NewsPiłka NożnaTransfery

Samuel Corral odchodzi z Łódzkiego Klubu Sportowego

Po zakończeniu sezonu Fortuna 1. Ligi przyszedł czas na przebudowę ŁKS-u, zarówno pod kątem szatni, jak i organizacyjnym. Jednym z pierwszych z nich, o których oficjalnie poinformował klub jest to, że kończący się kontrakt Samuela Corrala nie zostanie przedłużony i hiszpański napastnik opuści Łódź z końcem czerwca.

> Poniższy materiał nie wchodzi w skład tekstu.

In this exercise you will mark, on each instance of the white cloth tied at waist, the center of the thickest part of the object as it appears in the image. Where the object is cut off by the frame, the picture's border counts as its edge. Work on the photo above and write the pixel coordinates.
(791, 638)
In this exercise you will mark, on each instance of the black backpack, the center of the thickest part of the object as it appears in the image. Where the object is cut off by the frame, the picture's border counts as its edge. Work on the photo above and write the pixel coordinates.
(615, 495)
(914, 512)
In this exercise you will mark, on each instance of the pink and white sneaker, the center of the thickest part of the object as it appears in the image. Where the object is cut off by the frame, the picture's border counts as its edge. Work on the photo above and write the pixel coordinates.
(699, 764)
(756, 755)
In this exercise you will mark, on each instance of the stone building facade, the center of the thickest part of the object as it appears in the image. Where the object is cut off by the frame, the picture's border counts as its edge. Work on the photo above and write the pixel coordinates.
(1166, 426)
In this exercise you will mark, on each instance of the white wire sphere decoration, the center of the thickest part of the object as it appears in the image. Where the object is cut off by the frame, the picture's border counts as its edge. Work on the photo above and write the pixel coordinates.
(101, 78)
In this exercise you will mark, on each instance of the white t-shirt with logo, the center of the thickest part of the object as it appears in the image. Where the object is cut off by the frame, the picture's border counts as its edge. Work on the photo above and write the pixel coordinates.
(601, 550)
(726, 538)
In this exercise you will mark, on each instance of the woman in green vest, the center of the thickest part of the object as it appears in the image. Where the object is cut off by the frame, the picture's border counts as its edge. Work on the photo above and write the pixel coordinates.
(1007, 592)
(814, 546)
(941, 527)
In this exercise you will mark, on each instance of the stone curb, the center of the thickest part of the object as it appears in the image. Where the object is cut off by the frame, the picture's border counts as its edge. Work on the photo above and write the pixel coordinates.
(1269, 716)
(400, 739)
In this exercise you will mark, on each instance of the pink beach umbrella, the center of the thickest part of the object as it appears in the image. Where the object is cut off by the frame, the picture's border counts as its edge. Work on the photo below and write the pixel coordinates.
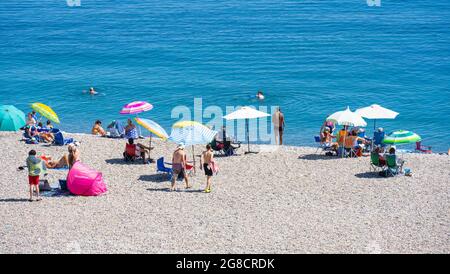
(136, 107)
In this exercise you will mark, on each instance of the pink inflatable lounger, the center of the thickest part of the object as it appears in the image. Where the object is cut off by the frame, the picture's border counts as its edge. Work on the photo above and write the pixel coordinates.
(85, 181)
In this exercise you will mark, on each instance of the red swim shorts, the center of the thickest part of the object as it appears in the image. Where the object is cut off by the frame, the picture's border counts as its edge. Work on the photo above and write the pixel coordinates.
(33, 180)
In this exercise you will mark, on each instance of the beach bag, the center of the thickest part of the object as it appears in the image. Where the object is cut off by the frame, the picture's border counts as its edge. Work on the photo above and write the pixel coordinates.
(85, 181)
(44, 185)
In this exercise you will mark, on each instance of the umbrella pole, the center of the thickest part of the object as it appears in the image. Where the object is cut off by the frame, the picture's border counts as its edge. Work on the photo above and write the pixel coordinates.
(193, 156)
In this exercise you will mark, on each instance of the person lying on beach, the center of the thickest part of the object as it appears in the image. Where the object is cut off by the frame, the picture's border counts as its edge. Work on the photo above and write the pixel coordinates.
(74, 154)
(179, 162)
(206, 164)
(133, 151)
(49, 125)
(35, 167)
(97, 129)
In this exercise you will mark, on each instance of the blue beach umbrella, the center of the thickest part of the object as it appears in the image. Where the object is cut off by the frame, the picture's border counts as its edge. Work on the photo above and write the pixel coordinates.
(11, 118)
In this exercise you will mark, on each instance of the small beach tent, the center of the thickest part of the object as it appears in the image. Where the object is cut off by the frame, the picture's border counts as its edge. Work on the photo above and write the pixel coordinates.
(191, 133)
(84, 181)
(347, 118)
(246, 113)
(11, 118)
(376, 112)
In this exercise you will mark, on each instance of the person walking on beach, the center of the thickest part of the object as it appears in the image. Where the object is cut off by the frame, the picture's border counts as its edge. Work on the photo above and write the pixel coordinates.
(35, 167)
(206, 164)
(278, 126)
(179, 166)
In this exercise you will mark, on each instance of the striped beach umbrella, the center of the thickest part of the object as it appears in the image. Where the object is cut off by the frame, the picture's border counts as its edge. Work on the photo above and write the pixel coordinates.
(153, 127)
(136, 107)
(45, 111)
(401, 137)
(11, 118)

Wraz z końcem czerwca nastanie to, czego można było spodziewać się już od jakiegoś czasu – Samuel Corral pożegna się z Łódzkim Klubem Sportowym. Kontrakt hiszpańskiego napastnika, który kończy się za niecały miesiąc nie zostanie przedłużony, co jest efektem nie tylko prób poprawy sytuacji finansowej ŁKS-u, ale jego słabej formy w ostatnich miesiącach.

Corral pojawił się przy al. Unii Lubelskiej w zimowym oknie, przychodząc z CF Talavera de la Reina, w trakcie sezonu 2019/20, kiedy biało-czerwono-biali walczyli o utrzymanie w Ekstraklasie. Celu nie udało się osiągnąć, jednak Hiszpan pozostał w zespole mając być jednym z podstawowych zawodników drużyny z aspiracjami na natychmiastowy powrót do najwyższej klasy rozgrywkowej. Jesień na pierwszoligowych boiskach w jego wykonaniu była dobra – strzelił w 16 spotkaniach pięć bramek i był ważnym graczem świetnie wówczas grających „Rycerzy Wiosny„.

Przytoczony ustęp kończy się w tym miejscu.